The Secrets to Keeping Visitors On Your Site and How to Make Them Keep Coming Back For More
How do you keep visitors on your site longer once they’ve clicked through from a search result? Here’s the lowdown that will help boost your online profits:
We all want to get our site to the top of Google but that is only half of the story. For example, what happens when people click through to your site? Do they hang around and check out what you have to offer or do they quickly move on to the next result?
Obviously you want the former to happen, so how can you make sure that it does?
When visitors find nothing of interest on your site at first glance and leave immediately, this is known as a bounce. A site with a high bounce rate from good quality traffic is an indicator that the website isn’t performing and meeting visitors expectations.
Sources of Traffic
Reducing your website’s bounce rate is a great first step in improving its overall performance and conversion rate.
First you need to analyse the bounce rates of the different traffic sources. Focus your efforts on improving the bonce rates of the highest converting traffic sources such as:
Search engine traffic.
Email marketing campaigns.
Ignore the bounce rate from unqualified sources, such as:
Unknown referrer sites.
Social networking sites.
Random directory sites.
Landing Page Design
How you design your landing pages can make a difference to your bounce rate. Here are some helpful tips to designing a landing page with a low bounce rate:
Make sure your headline refers directly to the place where your visitor came from or the ad copy that drove the link.
It is vital to provide a clear call to action. Tell your visitor exactly what you want them to do. Example: “Click here to see our exclusive new range”, “For updates and exclusive offers subscribe to our newsletter today”.
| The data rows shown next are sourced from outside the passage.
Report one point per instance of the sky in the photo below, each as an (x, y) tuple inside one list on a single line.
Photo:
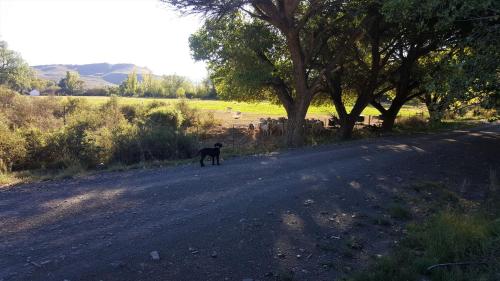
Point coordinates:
[(147, 33)]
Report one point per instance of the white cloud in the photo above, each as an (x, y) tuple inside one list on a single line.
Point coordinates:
[(143, 32)]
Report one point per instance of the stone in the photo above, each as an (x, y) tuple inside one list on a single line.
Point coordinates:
[(155, 255)]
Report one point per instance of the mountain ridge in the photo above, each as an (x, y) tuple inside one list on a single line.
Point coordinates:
[(94, 75)]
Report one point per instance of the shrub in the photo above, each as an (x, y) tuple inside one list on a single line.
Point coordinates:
[(190, 115), (130, 112), (12, 148), (448, 237), (412, 123), (163, 117)]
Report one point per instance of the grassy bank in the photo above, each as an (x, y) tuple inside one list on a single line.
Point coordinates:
[(262, 108), (453, 239)]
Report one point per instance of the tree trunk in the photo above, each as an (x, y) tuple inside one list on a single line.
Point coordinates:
[(389, 117), (295, 127), (435, 112)]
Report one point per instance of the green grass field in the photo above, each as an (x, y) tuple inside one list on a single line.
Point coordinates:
[(263, 109)]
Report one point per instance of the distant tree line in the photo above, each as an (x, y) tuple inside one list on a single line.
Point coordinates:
[(168, 86), (380, 53)]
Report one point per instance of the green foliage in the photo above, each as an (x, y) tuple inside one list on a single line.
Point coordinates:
[(447, 237), (168, 86), (237, 50), (71, 84), (12, 147), (70, 133)]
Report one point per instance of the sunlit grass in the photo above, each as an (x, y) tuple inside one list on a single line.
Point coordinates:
[(263, 108)]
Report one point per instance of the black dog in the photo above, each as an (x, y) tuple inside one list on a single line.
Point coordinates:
[(212, 152)]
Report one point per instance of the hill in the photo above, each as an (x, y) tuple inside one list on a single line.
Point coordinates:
[(94, 75)]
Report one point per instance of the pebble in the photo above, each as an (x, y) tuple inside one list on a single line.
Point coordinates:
[(155, 255), (308, 202)]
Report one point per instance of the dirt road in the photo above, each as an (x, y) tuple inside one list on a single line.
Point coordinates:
[(305, 214)]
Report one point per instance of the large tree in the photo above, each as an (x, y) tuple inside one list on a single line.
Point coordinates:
[(14, 71), (430, 28), (295, 23)]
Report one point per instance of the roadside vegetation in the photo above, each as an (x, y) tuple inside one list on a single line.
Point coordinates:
[(450, 239), (48, 134)]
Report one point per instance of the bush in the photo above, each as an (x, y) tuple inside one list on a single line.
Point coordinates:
[(163, 117), (190, 115), (12, 148), (412, 123)]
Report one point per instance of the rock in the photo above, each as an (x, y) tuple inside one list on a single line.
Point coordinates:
[(117, 264), (308, 202), (193, 250), (155, 255)]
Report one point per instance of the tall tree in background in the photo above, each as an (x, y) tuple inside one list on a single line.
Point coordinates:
[(293, 22), (71, 84), (14, 71), (429, 28)]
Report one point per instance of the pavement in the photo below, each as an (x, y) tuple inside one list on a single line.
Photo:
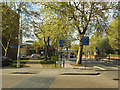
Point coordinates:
[(54, 78), (33, 63)]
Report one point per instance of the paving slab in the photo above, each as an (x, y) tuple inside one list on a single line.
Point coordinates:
[(41, 80)]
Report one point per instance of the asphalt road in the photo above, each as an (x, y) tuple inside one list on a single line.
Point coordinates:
[(109, 69)]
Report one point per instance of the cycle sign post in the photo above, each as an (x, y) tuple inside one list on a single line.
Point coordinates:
[(85, 41), (61, 43)]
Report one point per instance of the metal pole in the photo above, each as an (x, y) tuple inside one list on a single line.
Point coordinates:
[(85, 56), (18, 54)]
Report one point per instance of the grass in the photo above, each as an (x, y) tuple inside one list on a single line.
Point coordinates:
[(22, 63), (49, 64), (80, 65)]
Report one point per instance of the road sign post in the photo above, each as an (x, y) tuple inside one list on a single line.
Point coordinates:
[(85, 41), (61, 42)]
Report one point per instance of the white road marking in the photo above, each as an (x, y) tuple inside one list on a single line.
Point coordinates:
[(115, 68), (99, 68)]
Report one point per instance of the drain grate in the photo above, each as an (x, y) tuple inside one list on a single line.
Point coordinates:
[(22, 73), (75, 68), (116, 79), (80, 73)]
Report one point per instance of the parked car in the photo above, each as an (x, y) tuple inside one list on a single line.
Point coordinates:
[(23, 55), (6, 61), (35, 55)]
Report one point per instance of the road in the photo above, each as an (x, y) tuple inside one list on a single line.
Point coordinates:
[(53, 78), (109, 69)]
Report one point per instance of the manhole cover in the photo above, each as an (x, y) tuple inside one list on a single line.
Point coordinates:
[(80, 73), (75, 68), (116, 79), (22, 73)]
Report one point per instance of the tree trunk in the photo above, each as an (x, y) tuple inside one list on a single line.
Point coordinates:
[(5, 52), (45, 48), (80, 51)]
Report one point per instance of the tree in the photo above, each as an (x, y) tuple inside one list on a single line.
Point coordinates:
[(10, 26), (113, 34), (104, 47), (50, 31), (87, 17)]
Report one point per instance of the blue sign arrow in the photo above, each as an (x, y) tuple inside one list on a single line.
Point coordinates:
[(85, 40), (61, 41), (61, 45)]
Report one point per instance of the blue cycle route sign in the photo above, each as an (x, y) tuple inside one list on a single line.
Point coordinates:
[(85, 40), (61, 41)]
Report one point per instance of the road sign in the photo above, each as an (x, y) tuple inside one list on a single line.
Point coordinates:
[(67, 49), (16, 46), (85, 40), (61, 41)]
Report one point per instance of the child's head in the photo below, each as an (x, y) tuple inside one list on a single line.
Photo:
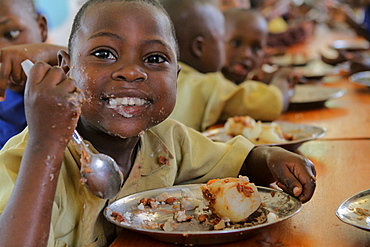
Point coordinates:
[(123, 56), (199, 26), (246, 39), (20, 24)]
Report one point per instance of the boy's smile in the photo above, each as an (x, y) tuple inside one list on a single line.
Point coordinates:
[(127, 70)]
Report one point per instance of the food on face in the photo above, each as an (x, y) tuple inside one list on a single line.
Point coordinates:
[(232, 198), (256, 132)]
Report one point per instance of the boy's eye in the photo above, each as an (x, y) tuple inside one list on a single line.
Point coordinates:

You need to write clear, precise and targeted content that’s geared specifically towards your visitors. Don’t write content that is vague or too general. Your visitors are here to read about a specific subject, so they won’t thank you for wasting their time.
Prioritise. Place the most important information at the beginning of paragraphs and bullet lists.
Keep it simple. Remove all extraneous matter from your landing page. Ask for only enough information to complete the desired action.
How do you know what’s working and what isn’t in terms of keeping visitors on your site? Answer, you don’t. The secret is to assume nothing and test everything.
Thanks to Google’s Content Experiments (in Analytics), we can create, test and monitor the performance of landing pages. The purposed of testing your landing pages is to reduce bounce rates and increase conversion rates.
Setting up an A/B split test on Google Content Experiments is very easy and free. Here is a basic overview of the steps involved:
Create a campaign to test landing pages against each other.
Upload the URL of the original page you are testing.
Upload the URL’s of the other landing pages you want to test against the original.
Send at least 500 visitors to the primary URL and Google will separate those visitors randomly for you to test the performance of the pages in a non-biased way. You can do this by using Adwords, email campaigns or even affiliates to send traffic from specific keywords through the funnel.
Finally, here are some golden rules to remember when you’re designing and testing landing pages:
No idea is a bad idea until you’ve seen it in action. If you get an idea for a landing page, try it. Try them all. (You can ask us to show you our favourite landing pages too).
Make a different landing page for every keyword that gets at least 500 visitors per month. This ensures your highest converting keywords get all of the attention that they deserve.
Send at least 500 visitors from the same traffic source/keyword to each landing page to accurately gauge its performance.
Once you’ve tested several landing pages, try improving them by testing different versions of the best performing pages.
The best landing pages can then be tested to varying degrees using multivariate testing. This is where you test specific elements if the page rather than entirely new pages.
Creating landing pages that encourage visitors to stay longer can sometimes be time-consuming and expensive, but its absolutely essential for high converting, high performing websites.